A healthier network would have many fewer massive centralized nodes, medium-sized nodes, & the resource requirements would be low enough that more folks would be encouraged more often to run their own nodes they control so they aren’t required to trust an unknown serves operator. Meaning “just making an account on any public server” isn’t a great mode of operation for privacy—especially as with Matrix joining a medium-sized server will put them under a lot of strain causing them to throw in the tower & joining the few massive servers further exacerbating the centralization issue.

Copying the UX of Slack/Telegram/Discord in a decentralized manner is a fool's errand. Keeping the chat history for eternity is already a questionable call over using forums, but trying to distribute that out like a blockchain is so wasteful.

https://lukesmith.xyz/articles/matrix-vs-xmpp/ https://www.freie-messenger.de/en/systemvergleich/xmpp-matrix/ https://www.process-one.net/blog/matrix-and-xmpp-thoughts-on-improving-messaging-protocols-part-1/

[-] sep@lemmy.world 2 points 1 month ago

Thank you for a detailed answer. We probably do not notice much of this problem yet, since we are in the low user count of 30-40 with mostly local channels.
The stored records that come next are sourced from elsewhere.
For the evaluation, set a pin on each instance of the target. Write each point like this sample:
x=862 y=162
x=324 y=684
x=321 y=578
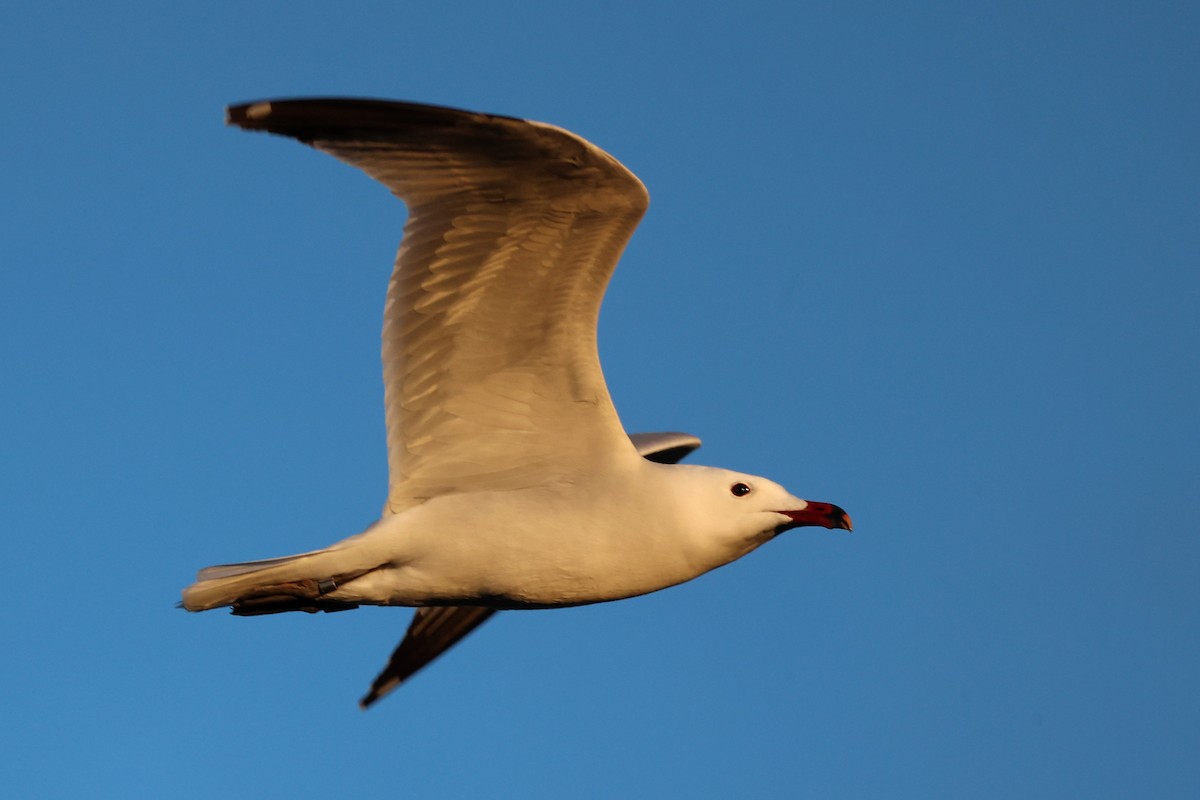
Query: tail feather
x=219 y=571
x=287 y=583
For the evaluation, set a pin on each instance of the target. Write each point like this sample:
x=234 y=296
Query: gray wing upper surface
x=491 y=372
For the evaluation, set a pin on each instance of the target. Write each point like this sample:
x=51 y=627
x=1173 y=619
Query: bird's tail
x=271 y=585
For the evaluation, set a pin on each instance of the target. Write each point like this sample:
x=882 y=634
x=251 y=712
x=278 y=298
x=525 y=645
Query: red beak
x=823 y=515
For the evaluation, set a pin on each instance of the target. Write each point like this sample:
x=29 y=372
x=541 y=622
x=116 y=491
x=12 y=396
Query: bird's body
x=513 y=483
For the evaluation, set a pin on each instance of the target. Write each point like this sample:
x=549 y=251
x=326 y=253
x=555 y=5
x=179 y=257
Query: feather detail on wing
x=492 y=378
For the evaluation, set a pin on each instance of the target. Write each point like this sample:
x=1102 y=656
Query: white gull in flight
x=513 y=483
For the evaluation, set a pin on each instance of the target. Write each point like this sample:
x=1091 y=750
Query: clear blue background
x=936 y=264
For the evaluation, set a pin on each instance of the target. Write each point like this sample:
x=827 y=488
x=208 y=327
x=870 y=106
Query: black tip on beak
x=821 y=515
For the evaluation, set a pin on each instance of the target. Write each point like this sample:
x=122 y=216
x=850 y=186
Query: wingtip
x=246 y=114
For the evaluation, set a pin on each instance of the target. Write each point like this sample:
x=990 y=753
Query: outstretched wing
x=436 y=629
x=491 y=373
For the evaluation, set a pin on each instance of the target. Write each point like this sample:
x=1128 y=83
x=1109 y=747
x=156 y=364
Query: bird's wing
x=492 y=378
x=436 y=629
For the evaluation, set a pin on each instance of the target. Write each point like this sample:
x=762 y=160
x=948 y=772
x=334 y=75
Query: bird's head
x=739 y=511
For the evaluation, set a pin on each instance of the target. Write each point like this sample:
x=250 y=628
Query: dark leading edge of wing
x=435 y=630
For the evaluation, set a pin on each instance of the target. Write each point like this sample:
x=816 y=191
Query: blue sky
x=936 y=265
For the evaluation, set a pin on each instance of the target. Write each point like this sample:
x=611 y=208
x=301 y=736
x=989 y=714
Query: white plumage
x=513 y=483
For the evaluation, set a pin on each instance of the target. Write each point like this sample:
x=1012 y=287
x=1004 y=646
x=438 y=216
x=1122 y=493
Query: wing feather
x=491 y=373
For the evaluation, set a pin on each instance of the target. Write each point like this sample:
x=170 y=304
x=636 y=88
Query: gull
x=511 y=481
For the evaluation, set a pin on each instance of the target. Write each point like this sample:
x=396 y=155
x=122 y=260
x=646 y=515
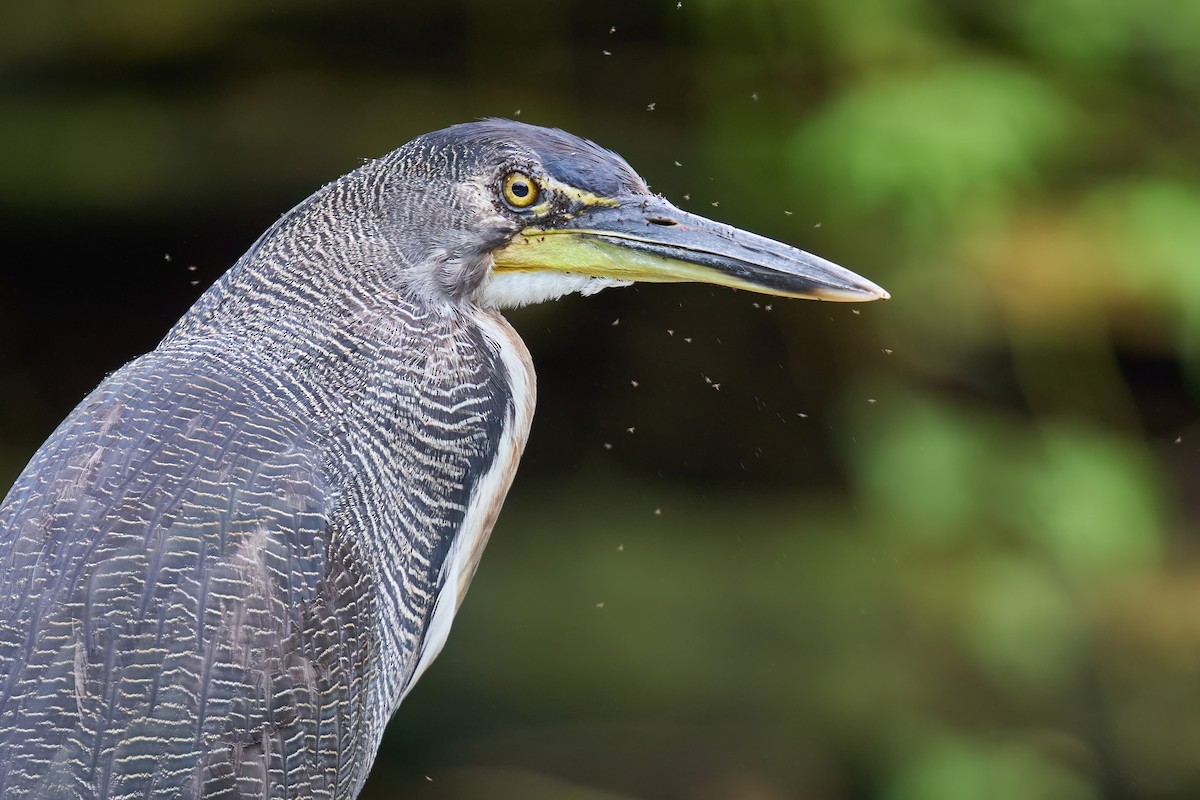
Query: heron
x=225 y=570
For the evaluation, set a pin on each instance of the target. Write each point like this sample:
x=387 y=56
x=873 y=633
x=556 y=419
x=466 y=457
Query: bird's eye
x=520 y=191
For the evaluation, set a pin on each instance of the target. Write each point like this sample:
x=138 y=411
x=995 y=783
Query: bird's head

[-] toastal@lemmy.ml 2 points 1 month ago

It’s once you start federating do the prices start to soar, & most things can hold local channels fine… but that’s kind of the point if you are hitching your cart to say something is decentralized as a bullet point for privacy. But if it’s mostly local channels, wouldn’t IRCv3 cut it?

[-] sep@lemmy.world 1 points 4 weeks ago

I do not know the in's and out of ircv3. But we use matrix/elements for videocalls. Groupcalls. Screen and videosharing etc as well; Not just text chats. Beeing able to quickly search all of your chat history across all your channels and dm's are very nice. Not requiering a irc bouncer to recieve messages is essential.
Atleast for us having another vm among the thousands we host in our dc is not a huge cost, but i understand that is not the same for everyone.

[-] toastal@lemmy.ml 1 points 4 weeks ago

V3 has chathistory + away status so the bouncer isn’t needed. Voice & video would be out of scope if trying to use a single tool, but the way these protocol operate is just to handshake & negotion for another protocol. My mates & I use Mumble (looking for alternative but everything kinda sucks & uses too many resources) for audio & share terminal sessions for other tasks where video is a massive liability for bandwidth & accessibility with video artifacts making text illegible.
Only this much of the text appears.